Waste Policy

Position Paper: The Circular Economy Package and European food waste policy


24 Feb 2016

Written by

Joan Marc Simon


We propose the following recommendations for implementation of robust action on food waste within the Circular Economy Package

Click here to see the full policy position in PDF

We, the undersigned, support the aspirations of the European Commission’s Circular Economy Package to create a Europe that can dramatically cut its food waste. There are positive elements within the legislative proposal on waste and the Action Plan which we would like to commend, such as commitments to improve date marking and to develop a common food waste measurement methodology.

However, we wish to express our concern over the removal of a European Union-specific reduction target for food waste, coming in spite of the European Commission’s promise of a more ambitious package than the previous, withdrawn in December 2014. We acknowledge that this target has been replaced by compulsory actions for Member States to measure and report on their country’s national food waste statistics, and to work towards the United Nations Sustainable Development Goal (SDG) 12.3 of halving food waste by 2030, but believe these actions in their current form will not result in concrete change and a significant reduction in waste at all levels.

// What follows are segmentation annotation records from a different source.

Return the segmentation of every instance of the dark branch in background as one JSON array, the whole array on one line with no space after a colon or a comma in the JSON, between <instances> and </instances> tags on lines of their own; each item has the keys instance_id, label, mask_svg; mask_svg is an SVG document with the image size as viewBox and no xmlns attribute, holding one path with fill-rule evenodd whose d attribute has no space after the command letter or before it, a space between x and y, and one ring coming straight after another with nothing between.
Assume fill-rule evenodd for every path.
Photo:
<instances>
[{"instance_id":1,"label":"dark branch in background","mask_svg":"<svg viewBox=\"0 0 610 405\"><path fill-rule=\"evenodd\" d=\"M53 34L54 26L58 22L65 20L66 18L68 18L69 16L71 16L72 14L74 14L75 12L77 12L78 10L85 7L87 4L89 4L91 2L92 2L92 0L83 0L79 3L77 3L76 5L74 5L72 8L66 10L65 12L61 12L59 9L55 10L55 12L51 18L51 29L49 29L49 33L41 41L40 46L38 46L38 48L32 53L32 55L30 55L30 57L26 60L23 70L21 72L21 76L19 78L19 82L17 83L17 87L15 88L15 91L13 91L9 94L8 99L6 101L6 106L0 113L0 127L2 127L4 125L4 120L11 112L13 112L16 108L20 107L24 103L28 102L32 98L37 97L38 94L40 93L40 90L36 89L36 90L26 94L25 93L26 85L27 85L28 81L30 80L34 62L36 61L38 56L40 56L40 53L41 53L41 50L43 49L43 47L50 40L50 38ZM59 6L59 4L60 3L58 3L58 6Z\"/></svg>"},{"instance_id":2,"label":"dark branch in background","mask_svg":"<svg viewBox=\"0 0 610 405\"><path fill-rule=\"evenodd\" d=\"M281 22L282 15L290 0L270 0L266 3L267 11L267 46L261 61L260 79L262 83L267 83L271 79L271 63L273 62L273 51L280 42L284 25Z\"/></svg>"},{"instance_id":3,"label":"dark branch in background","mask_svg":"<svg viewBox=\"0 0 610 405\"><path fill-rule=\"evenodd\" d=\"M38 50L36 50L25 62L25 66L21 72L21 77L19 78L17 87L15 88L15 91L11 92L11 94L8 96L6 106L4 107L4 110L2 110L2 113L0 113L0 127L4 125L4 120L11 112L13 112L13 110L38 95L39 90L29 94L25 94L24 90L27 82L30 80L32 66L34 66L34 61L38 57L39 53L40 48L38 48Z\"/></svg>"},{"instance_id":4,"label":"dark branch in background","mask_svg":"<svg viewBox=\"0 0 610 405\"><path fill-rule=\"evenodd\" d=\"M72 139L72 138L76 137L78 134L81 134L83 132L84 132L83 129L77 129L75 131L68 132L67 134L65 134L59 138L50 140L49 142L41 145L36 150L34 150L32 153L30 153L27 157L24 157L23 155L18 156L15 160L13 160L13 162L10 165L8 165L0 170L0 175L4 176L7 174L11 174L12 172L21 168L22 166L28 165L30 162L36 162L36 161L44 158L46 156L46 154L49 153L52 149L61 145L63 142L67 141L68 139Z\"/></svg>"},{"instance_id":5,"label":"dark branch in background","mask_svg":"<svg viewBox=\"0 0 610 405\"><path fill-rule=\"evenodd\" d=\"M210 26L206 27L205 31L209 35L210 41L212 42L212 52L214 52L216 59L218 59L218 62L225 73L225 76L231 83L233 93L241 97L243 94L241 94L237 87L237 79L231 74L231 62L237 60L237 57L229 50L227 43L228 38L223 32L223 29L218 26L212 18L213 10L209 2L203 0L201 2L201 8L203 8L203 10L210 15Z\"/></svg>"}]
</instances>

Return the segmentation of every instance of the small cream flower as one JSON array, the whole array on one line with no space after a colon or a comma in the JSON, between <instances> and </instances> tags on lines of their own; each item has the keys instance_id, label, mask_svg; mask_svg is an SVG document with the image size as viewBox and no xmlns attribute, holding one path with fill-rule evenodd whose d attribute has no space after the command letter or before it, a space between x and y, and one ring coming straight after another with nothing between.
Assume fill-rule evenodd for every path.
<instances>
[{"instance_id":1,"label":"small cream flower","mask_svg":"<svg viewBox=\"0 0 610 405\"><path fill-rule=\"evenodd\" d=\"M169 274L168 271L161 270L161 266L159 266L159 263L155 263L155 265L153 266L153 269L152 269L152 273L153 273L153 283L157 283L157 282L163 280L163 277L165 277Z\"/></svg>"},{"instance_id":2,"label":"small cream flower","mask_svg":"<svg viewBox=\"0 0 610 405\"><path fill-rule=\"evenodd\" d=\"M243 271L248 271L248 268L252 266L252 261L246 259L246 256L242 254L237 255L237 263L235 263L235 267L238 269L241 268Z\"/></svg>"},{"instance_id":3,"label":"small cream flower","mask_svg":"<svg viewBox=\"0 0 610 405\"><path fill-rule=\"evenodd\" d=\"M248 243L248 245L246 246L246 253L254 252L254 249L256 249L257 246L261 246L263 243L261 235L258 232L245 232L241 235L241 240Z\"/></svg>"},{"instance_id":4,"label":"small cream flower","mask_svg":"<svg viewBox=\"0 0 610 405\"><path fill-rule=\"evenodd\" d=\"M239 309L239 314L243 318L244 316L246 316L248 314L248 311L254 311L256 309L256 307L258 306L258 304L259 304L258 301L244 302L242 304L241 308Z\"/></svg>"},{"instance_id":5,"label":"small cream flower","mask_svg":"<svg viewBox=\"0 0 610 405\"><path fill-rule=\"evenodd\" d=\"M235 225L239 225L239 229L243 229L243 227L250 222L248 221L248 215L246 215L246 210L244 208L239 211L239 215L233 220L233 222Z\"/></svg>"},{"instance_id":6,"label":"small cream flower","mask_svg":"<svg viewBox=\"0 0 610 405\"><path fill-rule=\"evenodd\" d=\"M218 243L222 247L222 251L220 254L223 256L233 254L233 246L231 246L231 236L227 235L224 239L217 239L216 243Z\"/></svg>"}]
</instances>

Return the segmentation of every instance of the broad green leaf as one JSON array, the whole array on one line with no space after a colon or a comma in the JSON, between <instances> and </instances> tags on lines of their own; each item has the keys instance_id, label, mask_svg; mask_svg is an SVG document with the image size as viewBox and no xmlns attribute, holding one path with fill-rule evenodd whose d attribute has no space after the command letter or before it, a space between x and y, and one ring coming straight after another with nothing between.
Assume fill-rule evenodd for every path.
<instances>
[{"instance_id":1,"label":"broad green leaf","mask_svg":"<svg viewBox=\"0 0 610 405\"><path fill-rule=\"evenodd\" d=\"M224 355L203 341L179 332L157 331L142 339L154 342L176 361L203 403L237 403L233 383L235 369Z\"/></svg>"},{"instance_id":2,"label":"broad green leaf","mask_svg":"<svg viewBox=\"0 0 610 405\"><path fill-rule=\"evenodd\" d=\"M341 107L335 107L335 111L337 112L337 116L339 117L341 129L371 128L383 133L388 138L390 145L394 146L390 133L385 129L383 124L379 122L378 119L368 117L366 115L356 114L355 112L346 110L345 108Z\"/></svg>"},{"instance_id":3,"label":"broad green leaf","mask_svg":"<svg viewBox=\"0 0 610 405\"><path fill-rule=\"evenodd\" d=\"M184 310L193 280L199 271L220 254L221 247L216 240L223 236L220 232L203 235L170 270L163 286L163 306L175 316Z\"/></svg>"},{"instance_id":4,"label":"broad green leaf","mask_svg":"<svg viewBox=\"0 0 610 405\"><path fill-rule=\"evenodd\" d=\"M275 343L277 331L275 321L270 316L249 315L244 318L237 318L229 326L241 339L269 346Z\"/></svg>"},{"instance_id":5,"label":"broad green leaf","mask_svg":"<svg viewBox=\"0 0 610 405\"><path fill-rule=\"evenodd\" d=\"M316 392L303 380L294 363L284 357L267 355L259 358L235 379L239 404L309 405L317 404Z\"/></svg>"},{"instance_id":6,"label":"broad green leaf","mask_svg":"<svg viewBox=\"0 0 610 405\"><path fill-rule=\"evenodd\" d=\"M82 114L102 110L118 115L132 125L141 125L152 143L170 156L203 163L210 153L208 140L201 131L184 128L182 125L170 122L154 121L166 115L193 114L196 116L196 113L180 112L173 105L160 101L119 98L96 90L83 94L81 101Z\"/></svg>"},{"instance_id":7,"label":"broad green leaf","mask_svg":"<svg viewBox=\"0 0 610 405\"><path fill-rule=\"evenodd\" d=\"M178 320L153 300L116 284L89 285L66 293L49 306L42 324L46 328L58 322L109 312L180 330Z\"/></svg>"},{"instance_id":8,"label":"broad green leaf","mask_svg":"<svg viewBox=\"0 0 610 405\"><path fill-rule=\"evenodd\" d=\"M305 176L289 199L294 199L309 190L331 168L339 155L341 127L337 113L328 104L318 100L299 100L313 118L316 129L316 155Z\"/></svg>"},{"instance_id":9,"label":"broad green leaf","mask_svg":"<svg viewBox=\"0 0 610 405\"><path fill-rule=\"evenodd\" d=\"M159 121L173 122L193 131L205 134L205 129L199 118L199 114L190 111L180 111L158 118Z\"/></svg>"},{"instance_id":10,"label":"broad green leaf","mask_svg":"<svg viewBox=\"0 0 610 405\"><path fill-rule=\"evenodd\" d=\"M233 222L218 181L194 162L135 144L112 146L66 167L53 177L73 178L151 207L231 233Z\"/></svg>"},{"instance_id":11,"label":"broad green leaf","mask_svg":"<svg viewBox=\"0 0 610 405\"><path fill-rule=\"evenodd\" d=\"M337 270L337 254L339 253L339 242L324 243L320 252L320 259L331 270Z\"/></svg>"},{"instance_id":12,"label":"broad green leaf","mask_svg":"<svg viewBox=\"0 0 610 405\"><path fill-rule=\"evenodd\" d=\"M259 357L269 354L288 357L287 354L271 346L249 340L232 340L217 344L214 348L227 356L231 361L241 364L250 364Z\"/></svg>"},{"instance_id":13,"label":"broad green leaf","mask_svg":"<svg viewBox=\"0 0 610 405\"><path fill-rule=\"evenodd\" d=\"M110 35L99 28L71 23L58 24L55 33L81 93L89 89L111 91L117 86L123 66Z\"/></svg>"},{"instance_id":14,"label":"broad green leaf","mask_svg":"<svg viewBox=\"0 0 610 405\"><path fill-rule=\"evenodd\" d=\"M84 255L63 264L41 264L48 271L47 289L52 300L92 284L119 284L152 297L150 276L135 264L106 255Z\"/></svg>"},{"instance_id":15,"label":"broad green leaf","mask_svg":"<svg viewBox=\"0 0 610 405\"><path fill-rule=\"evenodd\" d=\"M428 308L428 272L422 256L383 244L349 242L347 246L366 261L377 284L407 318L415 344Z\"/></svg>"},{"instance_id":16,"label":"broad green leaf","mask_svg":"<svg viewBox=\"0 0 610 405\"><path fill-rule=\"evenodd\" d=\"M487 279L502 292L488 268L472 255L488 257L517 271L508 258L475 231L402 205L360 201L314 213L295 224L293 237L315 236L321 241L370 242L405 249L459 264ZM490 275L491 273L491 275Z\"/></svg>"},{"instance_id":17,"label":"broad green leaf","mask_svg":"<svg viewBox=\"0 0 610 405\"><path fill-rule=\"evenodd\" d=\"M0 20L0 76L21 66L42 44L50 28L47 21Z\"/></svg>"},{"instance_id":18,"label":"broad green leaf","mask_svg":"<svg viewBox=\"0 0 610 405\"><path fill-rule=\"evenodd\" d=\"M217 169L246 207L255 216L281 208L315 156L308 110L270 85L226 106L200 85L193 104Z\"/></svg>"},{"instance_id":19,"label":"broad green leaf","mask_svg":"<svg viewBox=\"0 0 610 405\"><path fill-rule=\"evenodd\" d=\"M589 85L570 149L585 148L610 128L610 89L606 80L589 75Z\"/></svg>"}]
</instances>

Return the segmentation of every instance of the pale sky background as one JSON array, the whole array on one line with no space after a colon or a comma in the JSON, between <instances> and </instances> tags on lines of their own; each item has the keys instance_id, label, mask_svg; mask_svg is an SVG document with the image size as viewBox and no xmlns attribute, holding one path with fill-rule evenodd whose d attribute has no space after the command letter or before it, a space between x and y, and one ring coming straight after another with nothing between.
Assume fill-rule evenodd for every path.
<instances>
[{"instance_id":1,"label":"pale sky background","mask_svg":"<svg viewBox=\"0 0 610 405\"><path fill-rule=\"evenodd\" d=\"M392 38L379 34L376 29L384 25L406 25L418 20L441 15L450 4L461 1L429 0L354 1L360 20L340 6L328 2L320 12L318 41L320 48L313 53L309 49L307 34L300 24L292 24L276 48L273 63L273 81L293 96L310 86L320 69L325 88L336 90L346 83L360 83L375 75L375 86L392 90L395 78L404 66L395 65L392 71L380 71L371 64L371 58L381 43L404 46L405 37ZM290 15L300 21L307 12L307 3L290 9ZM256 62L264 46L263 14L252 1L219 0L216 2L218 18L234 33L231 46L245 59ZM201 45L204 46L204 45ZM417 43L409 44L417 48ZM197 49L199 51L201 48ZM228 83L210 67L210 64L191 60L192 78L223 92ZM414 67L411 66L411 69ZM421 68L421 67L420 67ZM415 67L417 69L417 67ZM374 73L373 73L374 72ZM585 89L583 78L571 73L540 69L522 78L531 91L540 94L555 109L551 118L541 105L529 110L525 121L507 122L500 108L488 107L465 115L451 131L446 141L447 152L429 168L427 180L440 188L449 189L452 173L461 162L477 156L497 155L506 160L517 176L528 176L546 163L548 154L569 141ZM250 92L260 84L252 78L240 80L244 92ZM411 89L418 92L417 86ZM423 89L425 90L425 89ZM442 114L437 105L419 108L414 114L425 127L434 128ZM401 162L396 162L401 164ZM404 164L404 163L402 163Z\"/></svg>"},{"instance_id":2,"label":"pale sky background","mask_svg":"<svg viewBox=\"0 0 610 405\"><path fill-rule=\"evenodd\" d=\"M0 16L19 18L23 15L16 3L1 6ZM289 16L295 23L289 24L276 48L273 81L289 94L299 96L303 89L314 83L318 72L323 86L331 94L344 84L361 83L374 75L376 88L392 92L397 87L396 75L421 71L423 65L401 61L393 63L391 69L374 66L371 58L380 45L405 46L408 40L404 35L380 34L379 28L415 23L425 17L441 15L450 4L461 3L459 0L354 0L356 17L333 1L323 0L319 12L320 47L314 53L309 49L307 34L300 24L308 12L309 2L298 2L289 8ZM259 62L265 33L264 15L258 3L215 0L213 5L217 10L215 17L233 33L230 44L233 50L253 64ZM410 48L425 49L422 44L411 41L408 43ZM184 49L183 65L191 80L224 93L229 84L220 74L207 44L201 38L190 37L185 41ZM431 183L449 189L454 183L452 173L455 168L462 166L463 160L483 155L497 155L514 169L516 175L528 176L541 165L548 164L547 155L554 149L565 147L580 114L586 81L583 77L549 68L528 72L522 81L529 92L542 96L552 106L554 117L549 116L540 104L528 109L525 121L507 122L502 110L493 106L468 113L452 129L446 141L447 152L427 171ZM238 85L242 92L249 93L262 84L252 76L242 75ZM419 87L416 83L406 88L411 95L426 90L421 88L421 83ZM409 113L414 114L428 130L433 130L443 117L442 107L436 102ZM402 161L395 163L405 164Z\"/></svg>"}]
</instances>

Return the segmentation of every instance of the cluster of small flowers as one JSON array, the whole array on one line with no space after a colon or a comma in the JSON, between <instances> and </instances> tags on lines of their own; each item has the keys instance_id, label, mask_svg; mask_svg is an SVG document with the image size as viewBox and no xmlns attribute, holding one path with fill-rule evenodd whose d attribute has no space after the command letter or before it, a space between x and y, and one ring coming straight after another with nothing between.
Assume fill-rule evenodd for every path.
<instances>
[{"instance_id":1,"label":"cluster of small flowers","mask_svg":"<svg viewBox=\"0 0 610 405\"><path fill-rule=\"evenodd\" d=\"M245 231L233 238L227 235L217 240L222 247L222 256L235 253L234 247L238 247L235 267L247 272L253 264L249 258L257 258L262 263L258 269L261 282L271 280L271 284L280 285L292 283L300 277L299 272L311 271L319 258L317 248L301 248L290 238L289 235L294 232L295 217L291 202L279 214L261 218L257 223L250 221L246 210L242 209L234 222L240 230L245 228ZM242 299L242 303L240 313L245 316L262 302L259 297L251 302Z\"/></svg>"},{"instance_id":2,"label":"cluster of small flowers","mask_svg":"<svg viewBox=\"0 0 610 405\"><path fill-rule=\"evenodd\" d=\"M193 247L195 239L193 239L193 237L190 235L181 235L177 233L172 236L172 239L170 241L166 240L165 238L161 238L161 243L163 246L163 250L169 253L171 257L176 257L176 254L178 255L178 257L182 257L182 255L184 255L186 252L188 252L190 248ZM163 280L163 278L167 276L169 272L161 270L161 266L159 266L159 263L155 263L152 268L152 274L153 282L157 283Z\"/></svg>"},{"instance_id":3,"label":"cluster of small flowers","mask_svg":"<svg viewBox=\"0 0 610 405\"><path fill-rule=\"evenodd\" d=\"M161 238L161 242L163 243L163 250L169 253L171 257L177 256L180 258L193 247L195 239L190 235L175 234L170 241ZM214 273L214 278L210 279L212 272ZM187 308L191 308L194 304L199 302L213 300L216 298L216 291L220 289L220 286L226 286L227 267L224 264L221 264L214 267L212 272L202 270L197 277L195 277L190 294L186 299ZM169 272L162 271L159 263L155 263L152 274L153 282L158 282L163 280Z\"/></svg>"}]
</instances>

We propose the following recommendations for implementation of robust action on food waste within the Circular Economy Package:

  1. Re-introduction of an EU-specific food waste reduction target of at least 30%, and accounting forfood waste over the full supply chain
  2. Inclusion of farm-to-fork food waste measurement, including pre-farm gate waste, with a roadmap for bringing in targets for pre-farm gate waste by 2020.
  3. Embedding of the Food Waste Hierarchy in all food waste reduction measures and allowing diversion of food waste to livestock feed

1) An EU-specific food waste target and accounting for food waste over the full supply chain

The previous proposal of an EU-specific target of reducing food waste by 30% by 2025 offered Member States a concrete national goal to work towards and gave a clear signal on the importance and urgency for action. It is vital that this binding obligation is reintroduced in the final package to tackle the immense scale of food waste in the EU. We need the EU to show leadership by setting a clear target for reduction and ensuring governments and industry across Europe take action on food waste.

The current Package’s adoption of the UN SDG for food waste is not strong enough, as it will account for only consumer and retail level food waste. This is in spite of the 2011 Food and Agriculture Organization (FAO) report Food Losses and Food Waste estimating that approximately 180kg of the 280kg/year (64%) of food lost and wasted per capita in Europe occurs between production and retail stages. The majority of this supply chain loss and waste occurs at pre-farm gate and manufacturing levels, and so it is vital that theseelements of the chain be included in ambitious targets for reduction. Moreover, since food waste is often more concentrated in a few corporations rather than diffused across millions of consumers, there are significant opportunities to tackle food waste in businesses.

We therefore urge that the overall target of a 30% reduction in food waste by 2025 be reintroduced, taking into account farm to fork measurement as detailed below. We request that the Commission provides concrete plans to show how this reduction might be achieved with a proportional focus across the supply chain.

2) Farm-to-fork measurement

We recommend that the commitment in the Circular Economy Package to adopt an implementing act to establish a common methodology for the measurement of food waste in 2016 takes into account waste from farm-to-fork, including food waste occurring pre farm gate, and sets standards for compulsory food waste measurement and reporting in all Member States. We understand that the EU has already committed to develop a common measurement methodology this year. We urge that these measurement and reporting efforts be built upon definitional frameworks and common measurement and reporting methodologies which apply across the supply chain, from farm to fork – such as those currently being developed by EU FUSIONS and the World Resources Institute’s Food Loss and Waste Protocol.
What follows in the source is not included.